Sleep helps maintain memory and strengthen our cognitive abilities. Sleeping well, in fact, not only cleanses the brain of toxins, but also has a positive effect on our cognitive abilities. we sleep, the spaces between brain cells dilate by about 60 percent, allowing the drainage of brain-toxic substances, particularly the beta-amyloid protein, which accumulates with aging and is considered one of the main causes of Alzheimer's.

The starting point of the experiments conducted by this team was the search for an “evolutionary explanation” of sleep. Accommodation, in fact, at least at first glance, it is an inefficient, unproductive, even dangerous activity: our caveman ancestors risked being devoured by beasts while sleeping. Nedergaard has found confirmation for a hypothesis that has been circulating among scientists for many decades: that sleep is the time when Our brain "cleans up" its internal parts, eliminating junk, waste.

It's a bit like what the lymphatic system does with our muscles, eliminating the lactic acid created by exercise. By analogy, the Danish scientist has named the system that operates in the brain the "glymphatic" system. And more importantly, she has demonstrated its existence and functioning with numerous laboratory experiments.

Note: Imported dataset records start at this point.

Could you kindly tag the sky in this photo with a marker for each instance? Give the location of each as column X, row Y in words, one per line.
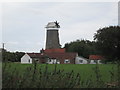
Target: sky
column 23, row 23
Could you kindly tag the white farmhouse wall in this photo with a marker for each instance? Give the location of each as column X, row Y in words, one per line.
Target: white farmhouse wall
column 26, row 59
column 80, row 60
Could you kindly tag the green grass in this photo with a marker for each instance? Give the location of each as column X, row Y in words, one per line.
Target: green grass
column 86, row 70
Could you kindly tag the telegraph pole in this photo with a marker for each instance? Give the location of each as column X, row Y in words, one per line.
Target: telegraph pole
column 3, row 46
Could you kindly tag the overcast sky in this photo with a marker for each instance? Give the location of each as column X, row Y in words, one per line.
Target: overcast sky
column 23, row 24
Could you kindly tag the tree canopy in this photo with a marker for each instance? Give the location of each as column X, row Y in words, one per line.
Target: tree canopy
column 108, row 42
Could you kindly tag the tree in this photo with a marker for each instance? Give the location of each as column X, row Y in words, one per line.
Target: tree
column 82, row 47
column 108, row 42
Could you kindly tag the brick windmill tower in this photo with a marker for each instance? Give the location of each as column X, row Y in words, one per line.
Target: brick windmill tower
column 52, row 35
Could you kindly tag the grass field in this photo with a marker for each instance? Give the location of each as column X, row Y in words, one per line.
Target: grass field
column 86, row 70
column 58, row 75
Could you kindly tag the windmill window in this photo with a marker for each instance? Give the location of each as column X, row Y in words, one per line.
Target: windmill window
column 81, row 61
column 66, row 61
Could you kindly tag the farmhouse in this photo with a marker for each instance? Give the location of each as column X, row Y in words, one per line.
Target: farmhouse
column 95, row 59
column 50, row 57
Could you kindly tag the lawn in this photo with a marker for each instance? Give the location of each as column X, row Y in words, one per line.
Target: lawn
column 86, row 70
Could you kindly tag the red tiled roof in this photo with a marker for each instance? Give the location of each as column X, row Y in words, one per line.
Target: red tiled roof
column 61, row 55
column 58, row 50
column 95, row 57
column 35, row 55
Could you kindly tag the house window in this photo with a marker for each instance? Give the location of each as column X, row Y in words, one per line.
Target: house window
column 66, row 61
column 29, row 60
column 81, row 61
column 49, row 60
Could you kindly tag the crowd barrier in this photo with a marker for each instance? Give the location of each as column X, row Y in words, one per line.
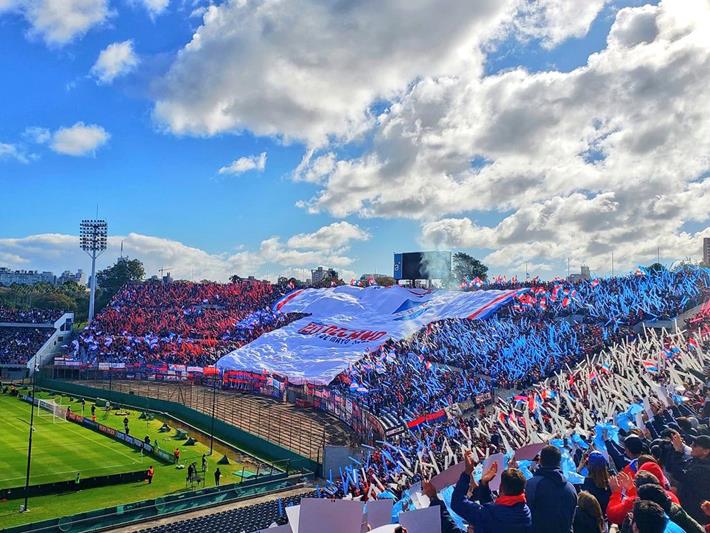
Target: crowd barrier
column 59, row 487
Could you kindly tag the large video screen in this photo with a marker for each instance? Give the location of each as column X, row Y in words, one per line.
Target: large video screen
column 422, row 265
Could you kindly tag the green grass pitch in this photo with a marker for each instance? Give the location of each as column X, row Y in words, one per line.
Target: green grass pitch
column 59, row 449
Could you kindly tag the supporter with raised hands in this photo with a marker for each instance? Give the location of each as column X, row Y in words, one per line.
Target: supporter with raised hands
column 508, row 514
column 624, row 490
column 552, row 499
column 447, row 523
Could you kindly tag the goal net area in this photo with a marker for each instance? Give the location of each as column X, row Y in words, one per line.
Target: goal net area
column 50, row 408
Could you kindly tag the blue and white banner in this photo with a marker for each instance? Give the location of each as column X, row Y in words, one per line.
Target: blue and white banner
column 346, row 322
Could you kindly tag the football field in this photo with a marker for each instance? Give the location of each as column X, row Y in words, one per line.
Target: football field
column 59, row 449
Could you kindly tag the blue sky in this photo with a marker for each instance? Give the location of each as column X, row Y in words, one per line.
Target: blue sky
column 153, row 178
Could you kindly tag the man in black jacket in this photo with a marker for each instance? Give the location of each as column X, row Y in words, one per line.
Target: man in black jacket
column 551, row 498
column 692, row 473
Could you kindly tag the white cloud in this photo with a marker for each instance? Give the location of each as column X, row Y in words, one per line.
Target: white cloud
column 117, row 59
column 332, row 237
column 245, row 164
column 79, row 140
column 308, row 70
column 553, row 21
column 155, row 7
column 58, row 22
column 58, row 252
column 12, row 151
column 613, row 154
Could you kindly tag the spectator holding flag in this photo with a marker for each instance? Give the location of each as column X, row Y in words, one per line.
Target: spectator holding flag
column 508, row 514
column 692, row 473
column 552, row 499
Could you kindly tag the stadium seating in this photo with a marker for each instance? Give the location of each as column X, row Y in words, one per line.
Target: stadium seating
column 179, row 322
column 19, row 344
column 29, row 316
column 244, row 519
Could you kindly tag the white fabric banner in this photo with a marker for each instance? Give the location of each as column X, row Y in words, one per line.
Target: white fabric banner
column 346, row 322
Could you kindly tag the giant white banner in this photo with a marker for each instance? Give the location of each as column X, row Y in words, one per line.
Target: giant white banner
column 346, row 322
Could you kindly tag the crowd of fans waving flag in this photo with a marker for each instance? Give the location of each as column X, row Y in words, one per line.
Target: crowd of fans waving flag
column 559, row 391
column 619, row 440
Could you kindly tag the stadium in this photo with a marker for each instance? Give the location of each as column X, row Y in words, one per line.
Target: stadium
column 355, row 266
column 184, row 379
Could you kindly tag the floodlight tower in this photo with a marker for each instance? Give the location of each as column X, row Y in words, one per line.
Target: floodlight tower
column 92, row 239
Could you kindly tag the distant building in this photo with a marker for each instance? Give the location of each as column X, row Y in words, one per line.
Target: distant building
column 585, row 274
column 25, row 277
column 66, row 276
column 320, row 274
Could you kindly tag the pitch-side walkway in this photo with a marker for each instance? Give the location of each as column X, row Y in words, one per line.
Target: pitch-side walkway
column 210, row 511
column 302, row 430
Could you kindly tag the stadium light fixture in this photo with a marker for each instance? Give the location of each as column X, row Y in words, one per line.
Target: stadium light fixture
column 93, row 237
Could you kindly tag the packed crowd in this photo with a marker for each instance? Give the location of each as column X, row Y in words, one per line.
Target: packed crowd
column 179, row 322
column 621, row 439
column 454, row 361
column 19, row 345
column 29, row 316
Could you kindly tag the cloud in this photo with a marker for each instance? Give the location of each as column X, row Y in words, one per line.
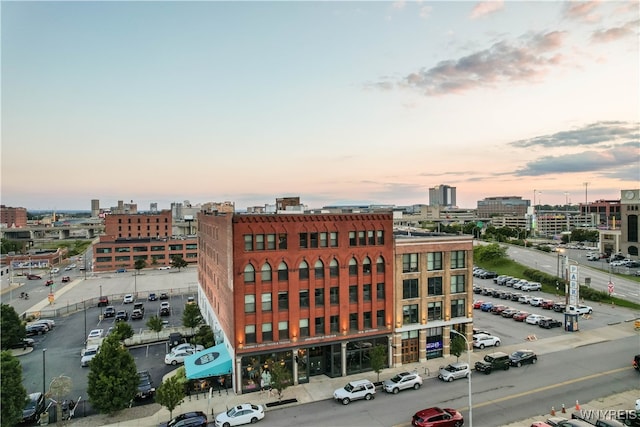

For now, these have been limited to mice, monkeys, dogs, and goats.

What happens while we sleep

The verdict is clear, however. Just as muscles under stress produce toxins,, also brain accumulates "garbage" during the dayWhen we're awake, the automatic cleansing of the glymphatic system proceeds slowly, a modest 5% of its work when we sleep. During sleep, the area occupied by the glymphatic system, where the brainwashing fluids flow, can occupy up to 20% of our brain volume. These "detergents" are essential for eliminating proteins called beta-amyloid and tau, which are associated with Alzheimer's.

Sleeping too little is bad for you

On the one hand, it's reassuring to know that there's a cleaning company that goes into action every night, occupying our sleep hours by performing such a valuable job. On the other hand, this makes the sleep deficit that afflicts more or less all of us, and which is getting worse, even more alarming. Sigrid Veasey of Center for Sleep and Circadian Neurobiology (University of Pennsylvania) with his group of researchers has demonstrated that if the sleep deficit is chronic, the brain metabolism suffers serious damage, neurons degenerate. The New York Times reports data developed by the National Sleep Foundation: an adult needs sleep seven to nine hours per night, but over the last 50 years we have reduced our sleep, on average between one and two hours a night. In the last decade alone we have lost an average 38 minutes of sleep per night.

benefits of sleep 2

In the United States 50 to 70 million people suffer from chronic diseases sonnoThis could be the trigger for a future Alzheimer's, dementia, and Parkinson's epidemic, neurodegenerative diseases in which the very proteins we eliminate during sleep appear. Unfortunately, the answer cannot come from the massive use of sleeping pills: the glymphatic system works less well when sleep is “artificialIf anything, a challenge for science will be to find a drug that acts as a surrogate for the glymphatic system, cleansing our brain of toxins and waste. Then we could realize the age-old dream of so many children: never going to sleep again.